Ceylonese entrepreneur, land proprietor and philanthropist

Sir Lambert Wilfred Alexander de Soysa, also known as Sir Wilfred de Soysa (20 Feb 1884 - 3 May 1968), was a Ceylonese entrepreneur, landed proprietor and philanthropist. He was the seventh son of Sir Charles Henry de Soysa and Lady Catherine de Soysa. Born at Alfred House Colombo and educated privately, then at Royal College, Colombo and Prince of Wales' College, Moratuwa, he completed his studies at the Royal Agricultural College, England.

De Soysa was successful as a tea, rubber and coconut planter and established the firm De Soysa & Co. He was also a member of the Ceylon National Association and part of the Lanka Mahajana Sabha delegation to the Donoughmore Commission.
He was a proprietor of the Ceylon Morning Leader newspaper, and played host to the young Hirohito and Rabindranath Tagore. He was knighted in the 1938 New Year Honours as a Knight Bachelor.

De Soysa married Senator Evelyn Yohana (née Fernando) and their first son Harold de Soysa was the first Ceylonese Anglican Bishop of Colombo.

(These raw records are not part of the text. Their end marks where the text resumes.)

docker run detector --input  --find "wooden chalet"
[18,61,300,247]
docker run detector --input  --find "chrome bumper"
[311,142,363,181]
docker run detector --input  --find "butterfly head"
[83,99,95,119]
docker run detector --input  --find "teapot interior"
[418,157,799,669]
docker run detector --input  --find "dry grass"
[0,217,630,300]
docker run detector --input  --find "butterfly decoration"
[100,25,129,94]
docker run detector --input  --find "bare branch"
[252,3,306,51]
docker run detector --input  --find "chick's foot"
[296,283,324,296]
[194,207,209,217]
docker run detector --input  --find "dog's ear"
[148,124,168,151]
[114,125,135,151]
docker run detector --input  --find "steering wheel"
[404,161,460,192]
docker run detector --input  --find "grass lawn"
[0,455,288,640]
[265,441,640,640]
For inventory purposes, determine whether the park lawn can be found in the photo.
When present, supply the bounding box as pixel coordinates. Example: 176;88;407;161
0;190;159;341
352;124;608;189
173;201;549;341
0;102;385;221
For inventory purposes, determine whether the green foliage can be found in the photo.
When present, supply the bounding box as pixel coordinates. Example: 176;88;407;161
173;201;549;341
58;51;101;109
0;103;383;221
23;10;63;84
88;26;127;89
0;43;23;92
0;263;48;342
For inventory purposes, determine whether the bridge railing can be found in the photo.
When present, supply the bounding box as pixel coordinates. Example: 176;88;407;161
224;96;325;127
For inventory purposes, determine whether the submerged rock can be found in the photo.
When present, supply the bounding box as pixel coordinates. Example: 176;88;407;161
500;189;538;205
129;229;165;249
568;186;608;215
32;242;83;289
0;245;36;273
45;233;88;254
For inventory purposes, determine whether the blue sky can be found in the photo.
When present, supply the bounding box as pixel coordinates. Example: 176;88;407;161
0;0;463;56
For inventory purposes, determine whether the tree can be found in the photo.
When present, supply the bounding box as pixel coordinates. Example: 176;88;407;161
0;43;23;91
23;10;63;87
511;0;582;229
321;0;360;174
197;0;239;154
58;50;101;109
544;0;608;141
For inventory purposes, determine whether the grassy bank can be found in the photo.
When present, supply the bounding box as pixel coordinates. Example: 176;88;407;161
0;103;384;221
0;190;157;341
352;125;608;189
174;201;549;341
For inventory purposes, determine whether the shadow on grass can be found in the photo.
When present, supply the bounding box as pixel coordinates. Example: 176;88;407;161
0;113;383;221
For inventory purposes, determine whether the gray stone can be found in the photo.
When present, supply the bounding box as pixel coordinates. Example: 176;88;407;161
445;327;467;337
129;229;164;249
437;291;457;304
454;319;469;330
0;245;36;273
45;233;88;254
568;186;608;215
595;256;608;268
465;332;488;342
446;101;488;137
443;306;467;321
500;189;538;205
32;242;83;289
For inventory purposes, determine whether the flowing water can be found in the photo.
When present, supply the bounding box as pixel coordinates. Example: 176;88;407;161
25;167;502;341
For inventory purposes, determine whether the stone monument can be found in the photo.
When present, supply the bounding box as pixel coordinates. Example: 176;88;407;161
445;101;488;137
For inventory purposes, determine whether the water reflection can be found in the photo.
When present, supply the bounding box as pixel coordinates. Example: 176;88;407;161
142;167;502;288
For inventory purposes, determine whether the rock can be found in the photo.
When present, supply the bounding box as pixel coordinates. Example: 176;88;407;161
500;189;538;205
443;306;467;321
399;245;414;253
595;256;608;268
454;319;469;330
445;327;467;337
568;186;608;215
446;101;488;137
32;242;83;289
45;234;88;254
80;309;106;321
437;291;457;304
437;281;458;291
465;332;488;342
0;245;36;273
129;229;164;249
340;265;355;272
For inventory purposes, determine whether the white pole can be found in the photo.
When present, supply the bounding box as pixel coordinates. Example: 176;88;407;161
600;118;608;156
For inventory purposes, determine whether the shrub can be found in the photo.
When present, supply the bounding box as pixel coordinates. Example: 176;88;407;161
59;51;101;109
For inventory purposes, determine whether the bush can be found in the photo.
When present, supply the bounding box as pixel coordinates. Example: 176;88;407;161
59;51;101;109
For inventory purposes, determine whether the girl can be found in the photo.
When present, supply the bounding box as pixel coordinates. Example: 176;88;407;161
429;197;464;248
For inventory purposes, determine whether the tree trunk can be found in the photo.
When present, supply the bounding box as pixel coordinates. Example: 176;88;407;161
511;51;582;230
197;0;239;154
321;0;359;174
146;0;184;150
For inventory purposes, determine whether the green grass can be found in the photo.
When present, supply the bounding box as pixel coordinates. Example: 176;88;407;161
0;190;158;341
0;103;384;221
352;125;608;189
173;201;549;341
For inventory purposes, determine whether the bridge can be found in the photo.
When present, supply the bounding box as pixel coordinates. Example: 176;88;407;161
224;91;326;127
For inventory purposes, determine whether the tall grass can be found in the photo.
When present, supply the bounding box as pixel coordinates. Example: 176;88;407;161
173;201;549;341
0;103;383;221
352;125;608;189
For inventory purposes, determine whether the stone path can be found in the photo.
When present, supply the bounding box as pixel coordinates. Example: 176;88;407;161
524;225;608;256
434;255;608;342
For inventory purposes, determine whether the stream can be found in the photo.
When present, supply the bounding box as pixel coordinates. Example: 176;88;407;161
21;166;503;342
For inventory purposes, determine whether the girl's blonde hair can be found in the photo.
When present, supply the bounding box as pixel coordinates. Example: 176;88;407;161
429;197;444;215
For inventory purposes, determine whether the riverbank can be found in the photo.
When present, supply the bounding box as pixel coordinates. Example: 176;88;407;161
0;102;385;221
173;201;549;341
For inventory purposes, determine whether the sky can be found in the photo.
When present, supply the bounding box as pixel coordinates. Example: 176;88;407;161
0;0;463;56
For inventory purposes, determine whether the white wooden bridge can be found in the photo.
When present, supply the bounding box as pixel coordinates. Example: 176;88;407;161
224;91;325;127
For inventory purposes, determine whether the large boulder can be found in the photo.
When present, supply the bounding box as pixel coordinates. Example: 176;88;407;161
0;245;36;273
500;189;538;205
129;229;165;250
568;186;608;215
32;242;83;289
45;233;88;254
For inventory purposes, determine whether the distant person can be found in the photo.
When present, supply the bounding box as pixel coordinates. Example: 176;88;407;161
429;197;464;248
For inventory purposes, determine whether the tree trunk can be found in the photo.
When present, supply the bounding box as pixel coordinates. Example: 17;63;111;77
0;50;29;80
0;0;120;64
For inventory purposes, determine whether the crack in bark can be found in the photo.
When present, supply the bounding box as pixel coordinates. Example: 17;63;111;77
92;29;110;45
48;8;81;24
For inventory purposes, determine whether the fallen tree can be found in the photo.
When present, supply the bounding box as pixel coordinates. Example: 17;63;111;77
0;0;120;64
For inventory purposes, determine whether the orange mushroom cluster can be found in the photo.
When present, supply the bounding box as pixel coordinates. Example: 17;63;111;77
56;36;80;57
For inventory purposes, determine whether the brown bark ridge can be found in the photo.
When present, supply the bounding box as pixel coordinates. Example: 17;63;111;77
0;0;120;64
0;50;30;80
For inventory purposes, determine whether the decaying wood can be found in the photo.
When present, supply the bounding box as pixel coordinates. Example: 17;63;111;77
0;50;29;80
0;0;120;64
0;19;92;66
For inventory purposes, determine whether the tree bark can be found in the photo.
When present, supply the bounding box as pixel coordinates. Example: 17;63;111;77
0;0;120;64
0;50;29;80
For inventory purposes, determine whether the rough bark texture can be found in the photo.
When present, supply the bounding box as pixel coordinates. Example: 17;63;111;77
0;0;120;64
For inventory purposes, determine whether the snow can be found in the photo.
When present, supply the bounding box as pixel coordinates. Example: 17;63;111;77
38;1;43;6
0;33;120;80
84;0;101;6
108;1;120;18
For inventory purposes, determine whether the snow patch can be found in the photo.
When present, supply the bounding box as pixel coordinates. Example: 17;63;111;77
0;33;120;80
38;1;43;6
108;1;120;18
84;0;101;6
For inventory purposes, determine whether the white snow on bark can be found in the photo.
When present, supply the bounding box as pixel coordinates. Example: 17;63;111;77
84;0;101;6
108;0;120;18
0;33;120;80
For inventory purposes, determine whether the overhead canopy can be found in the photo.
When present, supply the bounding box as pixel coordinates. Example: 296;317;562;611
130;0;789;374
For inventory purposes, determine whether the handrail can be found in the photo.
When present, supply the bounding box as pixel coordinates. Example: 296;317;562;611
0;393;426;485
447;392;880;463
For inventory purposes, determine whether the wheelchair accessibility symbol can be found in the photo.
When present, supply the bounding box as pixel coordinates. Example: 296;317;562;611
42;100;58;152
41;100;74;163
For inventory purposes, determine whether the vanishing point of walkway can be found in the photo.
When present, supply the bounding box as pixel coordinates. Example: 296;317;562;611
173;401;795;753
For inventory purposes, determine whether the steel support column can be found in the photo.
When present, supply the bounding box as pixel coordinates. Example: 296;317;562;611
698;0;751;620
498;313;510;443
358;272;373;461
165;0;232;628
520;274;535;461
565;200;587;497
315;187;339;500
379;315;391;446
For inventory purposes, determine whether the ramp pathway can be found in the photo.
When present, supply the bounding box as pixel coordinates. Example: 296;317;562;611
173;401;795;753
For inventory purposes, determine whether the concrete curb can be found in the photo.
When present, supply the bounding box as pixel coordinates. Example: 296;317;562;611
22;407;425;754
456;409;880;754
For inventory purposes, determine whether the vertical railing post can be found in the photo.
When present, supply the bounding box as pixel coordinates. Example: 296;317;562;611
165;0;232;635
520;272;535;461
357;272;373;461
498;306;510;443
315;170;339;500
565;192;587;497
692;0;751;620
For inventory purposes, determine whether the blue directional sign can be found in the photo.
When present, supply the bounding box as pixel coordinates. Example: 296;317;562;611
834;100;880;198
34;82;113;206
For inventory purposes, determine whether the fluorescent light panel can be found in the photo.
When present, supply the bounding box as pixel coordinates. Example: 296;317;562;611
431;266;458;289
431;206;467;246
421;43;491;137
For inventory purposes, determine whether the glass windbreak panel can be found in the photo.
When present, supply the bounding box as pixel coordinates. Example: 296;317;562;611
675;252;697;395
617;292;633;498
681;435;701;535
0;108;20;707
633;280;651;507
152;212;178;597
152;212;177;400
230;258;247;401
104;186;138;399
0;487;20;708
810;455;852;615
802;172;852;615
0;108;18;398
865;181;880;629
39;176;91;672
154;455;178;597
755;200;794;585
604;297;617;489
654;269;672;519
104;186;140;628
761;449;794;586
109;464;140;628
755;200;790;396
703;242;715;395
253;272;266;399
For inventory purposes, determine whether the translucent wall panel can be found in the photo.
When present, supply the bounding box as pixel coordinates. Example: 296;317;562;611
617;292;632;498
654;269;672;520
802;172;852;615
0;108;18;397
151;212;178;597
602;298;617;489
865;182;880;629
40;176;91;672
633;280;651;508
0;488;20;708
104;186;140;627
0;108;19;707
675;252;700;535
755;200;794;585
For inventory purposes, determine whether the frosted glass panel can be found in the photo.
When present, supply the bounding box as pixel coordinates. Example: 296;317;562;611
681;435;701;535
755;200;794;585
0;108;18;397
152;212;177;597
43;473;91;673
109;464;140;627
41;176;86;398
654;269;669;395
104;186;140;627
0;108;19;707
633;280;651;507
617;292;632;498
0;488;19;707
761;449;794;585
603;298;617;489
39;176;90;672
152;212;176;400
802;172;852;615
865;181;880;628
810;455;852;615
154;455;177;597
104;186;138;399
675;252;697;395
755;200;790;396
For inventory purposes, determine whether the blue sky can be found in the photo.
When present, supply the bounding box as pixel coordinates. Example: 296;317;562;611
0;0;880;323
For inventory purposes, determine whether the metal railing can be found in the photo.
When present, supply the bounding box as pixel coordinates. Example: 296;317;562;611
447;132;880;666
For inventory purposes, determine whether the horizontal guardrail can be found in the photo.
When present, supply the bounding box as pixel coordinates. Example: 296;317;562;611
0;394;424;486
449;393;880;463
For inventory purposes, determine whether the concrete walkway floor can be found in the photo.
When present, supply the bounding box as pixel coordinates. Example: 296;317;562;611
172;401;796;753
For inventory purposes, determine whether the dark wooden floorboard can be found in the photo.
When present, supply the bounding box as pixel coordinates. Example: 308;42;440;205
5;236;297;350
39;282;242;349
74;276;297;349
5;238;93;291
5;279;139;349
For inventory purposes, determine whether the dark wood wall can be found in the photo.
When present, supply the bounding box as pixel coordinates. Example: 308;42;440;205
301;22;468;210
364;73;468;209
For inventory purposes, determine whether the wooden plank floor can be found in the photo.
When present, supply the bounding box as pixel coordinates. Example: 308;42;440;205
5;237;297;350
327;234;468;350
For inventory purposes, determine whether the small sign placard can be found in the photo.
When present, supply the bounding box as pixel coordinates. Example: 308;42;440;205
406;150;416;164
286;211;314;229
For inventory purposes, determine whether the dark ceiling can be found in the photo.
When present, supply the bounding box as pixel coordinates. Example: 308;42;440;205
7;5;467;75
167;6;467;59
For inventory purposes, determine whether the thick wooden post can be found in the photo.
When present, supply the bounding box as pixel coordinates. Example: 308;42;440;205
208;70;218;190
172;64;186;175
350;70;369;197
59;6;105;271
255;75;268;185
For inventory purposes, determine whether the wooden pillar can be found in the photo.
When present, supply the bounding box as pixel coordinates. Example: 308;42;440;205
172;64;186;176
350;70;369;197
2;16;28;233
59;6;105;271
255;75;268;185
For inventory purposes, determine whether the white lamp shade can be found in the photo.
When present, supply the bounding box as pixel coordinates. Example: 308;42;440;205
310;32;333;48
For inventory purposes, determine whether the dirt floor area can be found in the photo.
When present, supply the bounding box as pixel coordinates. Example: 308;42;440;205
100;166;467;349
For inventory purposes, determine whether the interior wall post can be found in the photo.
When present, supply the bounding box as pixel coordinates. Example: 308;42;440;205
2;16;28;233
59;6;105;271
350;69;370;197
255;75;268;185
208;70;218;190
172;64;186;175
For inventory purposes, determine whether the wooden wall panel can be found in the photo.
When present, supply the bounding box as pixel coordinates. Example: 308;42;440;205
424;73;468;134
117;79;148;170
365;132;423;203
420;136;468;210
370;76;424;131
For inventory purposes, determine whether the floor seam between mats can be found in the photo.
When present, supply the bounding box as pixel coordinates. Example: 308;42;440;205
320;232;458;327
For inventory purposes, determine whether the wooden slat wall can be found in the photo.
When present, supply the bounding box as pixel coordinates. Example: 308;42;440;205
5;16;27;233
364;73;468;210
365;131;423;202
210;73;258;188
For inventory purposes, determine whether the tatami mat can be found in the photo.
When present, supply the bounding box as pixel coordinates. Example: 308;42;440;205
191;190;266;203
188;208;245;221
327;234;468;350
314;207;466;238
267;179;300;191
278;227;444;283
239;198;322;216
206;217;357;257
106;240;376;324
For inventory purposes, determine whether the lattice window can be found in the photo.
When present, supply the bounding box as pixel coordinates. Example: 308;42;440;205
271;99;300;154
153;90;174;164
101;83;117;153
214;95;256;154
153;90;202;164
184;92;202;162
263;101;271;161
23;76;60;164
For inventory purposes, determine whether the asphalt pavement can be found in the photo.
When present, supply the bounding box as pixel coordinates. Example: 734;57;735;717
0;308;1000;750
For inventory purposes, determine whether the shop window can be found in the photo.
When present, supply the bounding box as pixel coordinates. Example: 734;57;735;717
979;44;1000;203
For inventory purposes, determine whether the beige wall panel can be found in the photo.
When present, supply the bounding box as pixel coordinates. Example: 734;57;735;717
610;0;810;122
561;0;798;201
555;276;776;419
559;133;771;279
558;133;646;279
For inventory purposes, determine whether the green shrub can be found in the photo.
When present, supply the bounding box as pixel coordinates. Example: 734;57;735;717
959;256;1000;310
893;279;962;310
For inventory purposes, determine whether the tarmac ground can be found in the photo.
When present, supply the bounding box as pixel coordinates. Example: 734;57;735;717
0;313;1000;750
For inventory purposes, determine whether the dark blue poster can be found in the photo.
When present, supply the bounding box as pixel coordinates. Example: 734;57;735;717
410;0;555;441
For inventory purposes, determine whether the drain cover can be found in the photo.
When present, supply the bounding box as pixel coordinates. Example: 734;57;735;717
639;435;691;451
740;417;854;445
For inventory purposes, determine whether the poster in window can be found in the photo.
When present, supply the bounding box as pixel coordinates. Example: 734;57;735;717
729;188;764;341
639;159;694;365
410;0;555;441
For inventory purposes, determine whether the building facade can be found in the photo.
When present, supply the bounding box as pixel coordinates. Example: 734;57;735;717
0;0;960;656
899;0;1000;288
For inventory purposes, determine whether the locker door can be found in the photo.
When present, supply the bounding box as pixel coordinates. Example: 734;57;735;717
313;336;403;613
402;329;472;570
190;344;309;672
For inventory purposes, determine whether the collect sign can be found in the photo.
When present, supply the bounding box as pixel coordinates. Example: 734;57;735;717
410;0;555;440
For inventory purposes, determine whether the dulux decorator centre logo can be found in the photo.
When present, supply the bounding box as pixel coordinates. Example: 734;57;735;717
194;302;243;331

His second son Cecil de Soysa was the founding Chairman of the Ceylon Tourist Board and the Chairman of Ceylon Shipping Lines. In 1954 his third son Terence de Soysa was appointed as the first Sri Lankan Chairman of the Ceylon Chamber of Commerce. His fourth son Ryle de Soysa was the opening batsman for the All-Ceylon (national team) from 1938 to 1945, and represented the Oxford University, the Sinhalese Sports Club (of which he was later president) and captained the Royal College, Colombo first XI team to Australia in 1936.